Spotting a gap in the market and a foray down the path with an ugly but delicious vegetable saw Matt and Ruth Young from Elphin Grove Farm take another chance on a sweeter vegetable, and today Harvest Launceston Community Farmers’ Market goers are treated during the late summer and autumn months to the freshest sweet corn and celeriac.

Two years ago, Matt and Ruth saw a gap in the local market and added some sweet corn to their ongoing experiment with celeriac. The corn was a hit, although there was a mixed bunch of yellow and white colours due to cross pollination.  This year there is fully white, bi-colour and yellow ears of sweet corn with all three having quite different flavour profiles.

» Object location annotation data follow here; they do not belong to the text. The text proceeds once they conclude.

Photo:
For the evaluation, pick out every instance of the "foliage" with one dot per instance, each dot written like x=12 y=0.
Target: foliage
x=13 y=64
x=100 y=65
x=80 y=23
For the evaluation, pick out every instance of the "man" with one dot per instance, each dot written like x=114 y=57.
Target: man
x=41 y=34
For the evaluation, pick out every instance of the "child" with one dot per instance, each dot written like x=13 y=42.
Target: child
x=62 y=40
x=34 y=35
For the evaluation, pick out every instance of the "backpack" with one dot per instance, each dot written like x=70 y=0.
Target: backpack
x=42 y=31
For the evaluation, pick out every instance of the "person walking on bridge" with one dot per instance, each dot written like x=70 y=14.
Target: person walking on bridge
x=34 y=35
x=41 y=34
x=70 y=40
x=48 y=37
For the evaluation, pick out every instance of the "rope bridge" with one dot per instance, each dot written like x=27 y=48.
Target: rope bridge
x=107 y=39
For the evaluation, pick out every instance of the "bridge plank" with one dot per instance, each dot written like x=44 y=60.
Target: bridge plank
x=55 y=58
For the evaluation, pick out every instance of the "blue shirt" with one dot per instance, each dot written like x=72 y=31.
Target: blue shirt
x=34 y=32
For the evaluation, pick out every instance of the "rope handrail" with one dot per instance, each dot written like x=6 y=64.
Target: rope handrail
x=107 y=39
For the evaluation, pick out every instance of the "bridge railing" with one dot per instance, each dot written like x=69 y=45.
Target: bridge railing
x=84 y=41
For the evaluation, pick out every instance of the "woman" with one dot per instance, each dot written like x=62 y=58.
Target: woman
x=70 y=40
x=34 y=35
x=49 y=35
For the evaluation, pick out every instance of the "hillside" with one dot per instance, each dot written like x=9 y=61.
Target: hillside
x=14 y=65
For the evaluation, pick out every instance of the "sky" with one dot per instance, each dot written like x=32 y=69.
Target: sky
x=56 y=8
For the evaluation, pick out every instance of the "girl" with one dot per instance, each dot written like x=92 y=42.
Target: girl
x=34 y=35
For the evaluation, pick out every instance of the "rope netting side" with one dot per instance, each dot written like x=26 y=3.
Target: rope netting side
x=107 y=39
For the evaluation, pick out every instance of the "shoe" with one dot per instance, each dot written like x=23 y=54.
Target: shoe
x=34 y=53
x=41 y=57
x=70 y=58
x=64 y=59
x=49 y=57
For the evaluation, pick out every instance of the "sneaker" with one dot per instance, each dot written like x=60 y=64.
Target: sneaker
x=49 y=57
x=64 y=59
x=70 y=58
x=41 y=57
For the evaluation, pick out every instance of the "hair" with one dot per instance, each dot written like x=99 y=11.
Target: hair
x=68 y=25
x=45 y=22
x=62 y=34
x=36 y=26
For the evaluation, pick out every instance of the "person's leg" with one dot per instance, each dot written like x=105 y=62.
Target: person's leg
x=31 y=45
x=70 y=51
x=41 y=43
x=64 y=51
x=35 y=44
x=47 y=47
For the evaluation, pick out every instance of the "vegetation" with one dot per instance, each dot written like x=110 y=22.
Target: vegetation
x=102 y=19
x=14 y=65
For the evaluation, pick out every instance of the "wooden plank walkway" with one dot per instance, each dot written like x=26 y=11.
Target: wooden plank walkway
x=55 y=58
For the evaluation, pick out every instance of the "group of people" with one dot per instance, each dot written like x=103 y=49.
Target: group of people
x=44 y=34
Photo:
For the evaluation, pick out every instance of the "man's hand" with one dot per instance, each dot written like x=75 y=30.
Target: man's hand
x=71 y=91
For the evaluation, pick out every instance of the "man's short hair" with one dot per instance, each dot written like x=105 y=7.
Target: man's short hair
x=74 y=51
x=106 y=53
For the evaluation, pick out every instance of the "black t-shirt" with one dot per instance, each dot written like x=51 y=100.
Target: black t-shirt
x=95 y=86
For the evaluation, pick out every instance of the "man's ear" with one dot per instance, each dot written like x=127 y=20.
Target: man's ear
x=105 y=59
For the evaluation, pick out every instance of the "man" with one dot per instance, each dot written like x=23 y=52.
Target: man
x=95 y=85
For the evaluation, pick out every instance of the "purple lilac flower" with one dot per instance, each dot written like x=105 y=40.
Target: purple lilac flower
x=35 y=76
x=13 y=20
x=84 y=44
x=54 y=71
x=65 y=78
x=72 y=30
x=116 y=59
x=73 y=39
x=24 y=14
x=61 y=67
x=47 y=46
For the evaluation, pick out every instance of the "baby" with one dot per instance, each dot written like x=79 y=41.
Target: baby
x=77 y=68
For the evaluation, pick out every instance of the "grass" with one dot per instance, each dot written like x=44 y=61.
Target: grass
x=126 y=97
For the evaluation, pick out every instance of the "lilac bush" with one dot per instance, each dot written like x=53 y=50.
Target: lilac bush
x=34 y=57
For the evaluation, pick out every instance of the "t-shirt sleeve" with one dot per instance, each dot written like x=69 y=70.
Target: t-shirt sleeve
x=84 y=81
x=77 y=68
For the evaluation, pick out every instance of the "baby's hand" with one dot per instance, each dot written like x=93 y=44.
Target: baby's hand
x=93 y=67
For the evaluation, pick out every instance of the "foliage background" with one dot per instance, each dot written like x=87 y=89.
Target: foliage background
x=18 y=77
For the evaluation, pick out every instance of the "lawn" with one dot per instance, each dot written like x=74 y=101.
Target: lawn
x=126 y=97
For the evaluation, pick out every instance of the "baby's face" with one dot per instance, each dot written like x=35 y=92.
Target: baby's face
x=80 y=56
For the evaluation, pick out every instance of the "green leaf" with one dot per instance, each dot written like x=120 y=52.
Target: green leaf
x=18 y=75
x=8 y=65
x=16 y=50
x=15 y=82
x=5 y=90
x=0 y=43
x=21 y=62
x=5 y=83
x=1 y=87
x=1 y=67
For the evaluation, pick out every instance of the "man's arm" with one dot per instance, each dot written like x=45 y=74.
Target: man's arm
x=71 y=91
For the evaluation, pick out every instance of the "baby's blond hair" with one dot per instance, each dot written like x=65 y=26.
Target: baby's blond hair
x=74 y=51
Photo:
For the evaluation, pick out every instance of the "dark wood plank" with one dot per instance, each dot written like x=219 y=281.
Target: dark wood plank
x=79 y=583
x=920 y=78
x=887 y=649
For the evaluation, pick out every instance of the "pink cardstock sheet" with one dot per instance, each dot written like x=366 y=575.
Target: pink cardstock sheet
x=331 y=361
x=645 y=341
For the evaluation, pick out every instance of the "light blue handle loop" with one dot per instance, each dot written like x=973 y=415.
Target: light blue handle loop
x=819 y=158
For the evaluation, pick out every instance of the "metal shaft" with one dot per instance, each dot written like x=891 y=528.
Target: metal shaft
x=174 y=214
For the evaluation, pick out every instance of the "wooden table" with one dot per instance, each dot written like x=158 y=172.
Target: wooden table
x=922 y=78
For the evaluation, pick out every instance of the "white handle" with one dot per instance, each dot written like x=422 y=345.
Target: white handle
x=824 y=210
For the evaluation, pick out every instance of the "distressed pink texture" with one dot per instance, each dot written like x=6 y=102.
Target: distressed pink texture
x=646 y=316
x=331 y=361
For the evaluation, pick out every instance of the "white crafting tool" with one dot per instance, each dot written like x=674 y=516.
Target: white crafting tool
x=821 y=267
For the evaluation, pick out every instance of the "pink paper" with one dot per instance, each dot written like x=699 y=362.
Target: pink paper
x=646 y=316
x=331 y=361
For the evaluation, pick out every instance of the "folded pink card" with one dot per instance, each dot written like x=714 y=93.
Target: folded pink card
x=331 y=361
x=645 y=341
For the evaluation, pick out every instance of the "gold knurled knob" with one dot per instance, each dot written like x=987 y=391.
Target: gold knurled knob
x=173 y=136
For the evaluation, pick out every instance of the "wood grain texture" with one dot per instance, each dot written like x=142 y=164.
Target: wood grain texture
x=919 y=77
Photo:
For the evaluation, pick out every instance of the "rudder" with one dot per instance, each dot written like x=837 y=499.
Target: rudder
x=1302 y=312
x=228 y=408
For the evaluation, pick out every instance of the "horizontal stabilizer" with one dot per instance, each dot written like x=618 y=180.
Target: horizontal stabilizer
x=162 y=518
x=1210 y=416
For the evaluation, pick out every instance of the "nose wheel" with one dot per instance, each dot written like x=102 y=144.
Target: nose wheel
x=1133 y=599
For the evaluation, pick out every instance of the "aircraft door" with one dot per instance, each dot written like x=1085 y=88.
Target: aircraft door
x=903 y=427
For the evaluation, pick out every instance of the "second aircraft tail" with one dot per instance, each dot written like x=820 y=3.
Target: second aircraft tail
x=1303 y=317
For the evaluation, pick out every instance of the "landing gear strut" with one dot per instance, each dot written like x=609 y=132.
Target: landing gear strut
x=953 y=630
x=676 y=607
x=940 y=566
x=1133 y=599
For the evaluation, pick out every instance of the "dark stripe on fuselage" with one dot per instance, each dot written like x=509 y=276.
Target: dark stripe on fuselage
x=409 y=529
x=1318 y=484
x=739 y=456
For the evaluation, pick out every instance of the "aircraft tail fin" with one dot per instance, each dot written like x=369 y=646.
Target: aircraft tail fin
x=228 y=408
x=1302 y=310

As the leaves start to turn and the wonderful autumn colours are on display throughout the State, celeriac also comes into its own. Celeriac has a rough, knobbly leathery skin with a mass of roots and looks more like a root vegetable gone wrong, but beneath the ugly outer skin is the creamy white flesh that tastes of parsley and celery. Above ground it has a top of green, celery-like growth radiating from the central knob, pull this top up and what you unearth looks like a turnip gone wrong.

Celeriac is a perfect non-starch substitute for potatoes. Half a cup contains only 30 calories, no fat and provides an excellent source of dietary fibre. Celeriac is diverse and can be mashed, boiled, french-fried or even grated raw into salad. To prepare simply peel it and keep it in acidulated water until ready to use.

Elphin Grove Farm is a family run business, operating on 220 hectares in East Sassafras near Latrobe. Ian and Lesley Young moved to the property from Bruny Island in 1980 and since then their son Matthew and his wife Ruth have become involved in the business.

With the loss of processing contracts eight years ago, the family started looking at other areas of growth for their business. A local vegetable wholesaler gave them an “ugly turnip looking thing” and told them to try growing it. After a bit of research, a trial patch of celeriac was started. “This meant we had to get seedlings grown and then work out how we were going to plant them. We started with 1,500 plants, they required regular irrigation and fertilisation. As it was a small patch we weeded it by hand.” Today the trial has grown to 50,000 plants and their celeriac is now sold locally and interstate.

The corn is not an entirely new product for the family, as they used to grow it but stopped when food-processing contracts were cancelled and moved offshore. After talking to some local grocers they recognised a gap in the market for local sweet corn, as the majority of what was available locally was from the mainland and up to five days old before reaching shop shelves. “We decided to give it go again.” This time without the pressure of other crops working against them, their corn was a success.

Apart from celeriac and corn, Elphin Grove farms peas for Simplot, poppies for Tasmanian Alkaloids, prime lamb and beef for the local butcher markets. The farm adheres to the Freshcare quality insurance program with a focus on sustainability and profitability.

Ruth and Matt will be at Harvest Launceston this week with their celeriac and corn crops.